Until the late 1980s, Cuba’s agricultural economy was a Soviet wannabe, based on heavy mechanization and use of chemicals; the Soviet state-socialist model of agriculture, at least ideally, was as if Cargill or ADM had turned the farms of an entire country into one giant agribusiness plantation, and then the state had expropriated the corporation and put it under a state ministry. But with the collapse of the Soviet bloc in 1989 and of the USSR itself in 1991, and the cutoff of their “fraternal assistance,” the Cuban economy was deprived of the inputs necessary for a Soviet-style agricultural model. There were drastic cutbacks in electric power and transportation, in the fuel and spare parts for those big gee-whizzy combines, and the oil necessary for chemical inputs. Left with an economy largely geared toward cash crops of sugar, and deprived of the Soviet-bloc markets for that sugar at subsidized prices, Cuba suffered something like a one-third reduction in average daily caloric intake. Many people lost considerable weight. But more than a decade later, Bill McKibben notices a difference:
Now, just by looking across the table, I saw that Fernando Funes had since gained the twenty pounds back. In fact, he had a little paunch, as do many Cuban men of a certain age. What happened was simple, if unexpected. Cuba had learned to stop exporting sugar and instead started growing its own food again, growing it on small private farms and thousands of pocket-sized urban market gardens—and, lacking chemicals and fertilizers, much of that food became de facto organic. Somehow, the combination worked. Cubans have as much food as they did before the Soviet Union collapsed.
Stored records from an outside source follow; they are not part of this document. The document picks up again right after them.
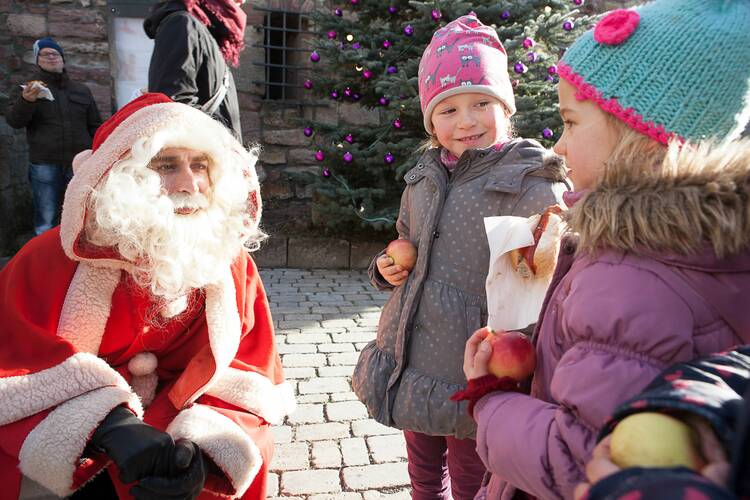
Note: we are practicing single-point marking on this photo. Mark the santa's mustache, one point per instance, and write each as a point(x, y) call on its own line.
point(194, 201)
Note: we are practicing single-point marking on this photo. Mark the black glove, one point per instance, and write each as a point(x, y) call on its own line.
point(138, 449)
point(185, 486)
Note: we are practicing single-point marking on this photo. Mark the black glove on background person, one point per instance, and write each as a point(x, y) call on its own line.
point(187, 485)
point(138, 449)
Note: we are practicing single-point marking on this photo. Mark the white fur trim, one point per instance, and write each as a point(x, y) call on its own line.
point(223, 322)
point(25, 395)
point(255, 393)
point(50, 453)
point(223, 441)
point(87, 307)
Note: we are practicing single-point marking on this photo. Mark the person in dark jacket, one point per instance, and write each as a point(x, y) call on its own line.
point(56, 130)
point(711, 394)
point(194, 41)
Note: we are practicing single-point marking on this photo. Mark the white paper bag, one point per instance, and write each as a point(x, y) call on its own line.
point(513, 302)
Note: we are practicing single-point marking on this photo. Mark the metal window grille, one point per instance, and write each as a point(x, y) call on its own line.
point(286, 37)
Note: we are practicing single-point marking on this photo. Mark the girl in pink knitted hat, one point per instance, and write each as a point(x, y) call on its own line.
point(473, 169)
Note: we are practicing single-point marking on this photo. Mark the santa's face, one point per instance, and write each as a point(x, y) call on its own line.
point(184, 177)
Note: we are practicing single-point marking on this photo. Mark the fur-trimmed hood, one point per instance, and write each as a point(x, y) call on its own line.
point(694, 211)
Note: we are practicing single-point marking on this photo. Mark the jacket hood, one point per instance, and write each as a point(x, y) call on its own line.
point(158, 13)
point(694, 211)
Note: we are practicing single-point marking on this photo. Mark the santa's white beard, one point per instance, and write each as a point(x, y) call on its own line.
point(171, 253)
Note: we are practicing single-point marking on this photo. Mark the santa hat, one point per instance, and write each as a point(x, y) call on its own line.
point(153, 117)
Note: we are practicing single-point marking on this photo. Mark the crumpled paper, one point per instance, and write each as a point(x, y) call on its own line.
point(44, 94)
point(513, 302)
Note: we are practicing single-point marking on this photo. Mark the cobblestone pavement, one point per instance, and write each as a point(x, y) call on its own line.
point(329, 448)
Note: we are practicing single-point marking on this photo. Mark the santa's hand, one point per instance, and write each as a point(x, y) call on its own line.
point(392, 273)
point(477, 354)
point(138, 449)
point(186, 485)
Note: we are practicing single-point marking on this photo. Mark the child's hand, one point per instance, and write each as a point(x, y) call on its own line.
point(477, 355)
point(393, 274)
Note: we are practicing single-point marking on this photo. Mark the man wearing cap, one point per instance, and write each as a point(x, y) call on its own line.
point(137, 335)
point(56, 130)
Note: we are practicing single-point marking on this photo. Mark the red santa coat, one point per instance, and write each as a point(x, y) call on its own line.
point(79, 339)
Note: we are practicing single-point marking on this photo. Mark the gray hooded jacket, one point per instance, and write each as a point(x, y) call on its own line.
point(406, 376)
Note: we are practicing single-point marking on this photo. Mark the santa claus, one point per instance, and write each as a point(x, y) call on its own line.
point(137, 340)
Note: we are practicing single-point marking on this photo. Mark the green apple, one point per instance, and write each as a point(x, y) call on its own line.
point(651, 439)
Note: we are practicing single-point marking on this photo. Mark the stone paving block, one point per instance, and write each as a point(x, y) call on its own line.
point(333, 323)
point(321, 432)
point(335, 348)
point(297, 348)
point(354, 451)
point(345, 410)
point(344, 495)
point(299, 373)
point(326, 455)
point(309, 482)
point(298, 360)
point(371, 428)
point(377, 495)
point(290, 456)
point(272, 485)
point(324, 384)
point(312, 398)
point(307, 414)
point(343, 396)
point(308, 338)
point(282, 434)
point(375, 476)
point(342, 358)
point(387, 448)
point(334, 371)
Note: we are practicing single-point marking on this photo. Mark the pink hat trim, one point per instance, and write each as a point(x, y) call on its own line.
point(629, 116)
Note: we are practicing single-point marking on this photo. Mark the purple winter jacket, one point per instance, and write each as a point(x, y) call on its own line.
point(652, 294)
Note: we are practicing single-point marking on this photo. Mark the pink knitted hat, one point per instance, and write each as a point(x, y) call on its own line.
point(463, 56)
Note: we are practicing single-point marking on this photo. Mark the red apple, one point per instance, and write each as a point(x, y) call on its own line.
point(403, 253)
point(513, 355)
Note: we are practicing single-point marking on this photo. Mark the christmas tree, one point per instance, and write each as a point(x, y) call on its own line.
point(368, 53)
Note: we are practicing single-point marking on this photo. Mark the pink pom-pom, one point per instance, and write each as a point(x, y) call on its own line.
point(142, 364)
point(616, 27)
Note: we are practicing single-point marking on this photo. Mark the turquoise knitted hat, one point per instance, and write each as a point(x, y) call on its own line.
point(671, 68)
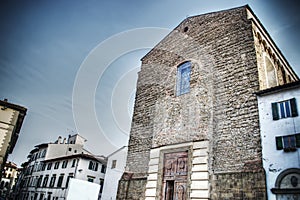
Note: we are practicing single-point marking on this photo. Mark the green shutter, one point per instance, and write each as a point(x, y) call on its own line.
point(275, 111)
point(294, 107)
point(279, 145)
point(297, 136)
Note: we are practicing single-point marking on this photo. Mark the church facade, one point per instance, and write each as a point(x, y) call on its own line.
point(195, 130)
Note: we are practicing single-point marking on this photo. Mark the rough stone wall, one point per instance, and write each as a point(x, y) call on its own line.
point(221, 105)
point(239, 186)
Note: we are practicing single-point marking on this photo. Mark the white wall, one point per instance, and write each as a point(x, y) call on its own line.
point(82, 190)
point(113, 176)
point(276, 161)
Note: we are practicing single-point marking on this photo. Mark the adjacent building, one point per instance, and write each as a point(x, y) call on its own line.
point(195, 130)
point(11, 120)
point(50, 167)
point(116, 162)
point(280, 135)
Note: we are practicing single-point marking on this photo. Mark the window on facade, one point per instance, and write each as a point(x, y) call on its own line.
point(73, 163)
point(284, 109)
point(60, 180)
point(52, 181)
point(65, 163)
point(271, 73)
point(49, 166)
point(288, 142)
point(101, 185)
point(93, 166)
point(90, 179)
point(45, 181)
point(39, 181)
point(43, 166)
point(56, 165)
point(103, 168)
point(43, 153)
point(183, 78)
point(68, 179)
point(114, 164)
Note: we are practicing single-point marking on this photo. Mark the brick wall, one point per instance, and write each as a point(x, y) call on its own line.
point(221, 106)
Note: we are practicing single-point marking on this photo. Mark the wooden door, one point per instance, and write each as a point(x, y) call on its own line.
point(175, 176)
They’re still short of meat, and the milk supply remains a real problem, but their caloric intake has returned to normal—they’ve gotten that meal back.
In so doing they have created what may be the world’s largest working model of a semi-sustainable agriculture, one that doesn’t rely nearly as heavily as the rest of the world does on oil, on chemicals, on shipping vast quantities of food back and forth.
I should add, I’m only interested in this at the level of technique. As far as I’m concerned, if that works it stands on its own, independently of Cuba’s larger social-political system. If anything, the fact that something like this can be made to work in a state socialist prison like Cuba should, a fortiori, be promising for large grass roots alternative economics movements in comparatively free societies.
It’s certainly an example of how quickly a capital- and chemical-intensive agricultural system can be decentralized and shifted to a labor-intensive and largely organic production model in the event of a sudden loss of inputs (can anyone say “Peak Oil”?).
Addenda: Buermann, at Flagrancy to Reason, recently posted on an Oxfam study of Cuba’s economic transition after the Soviet aid cutoff, and drew similar general lessons for an energy-scarce economy.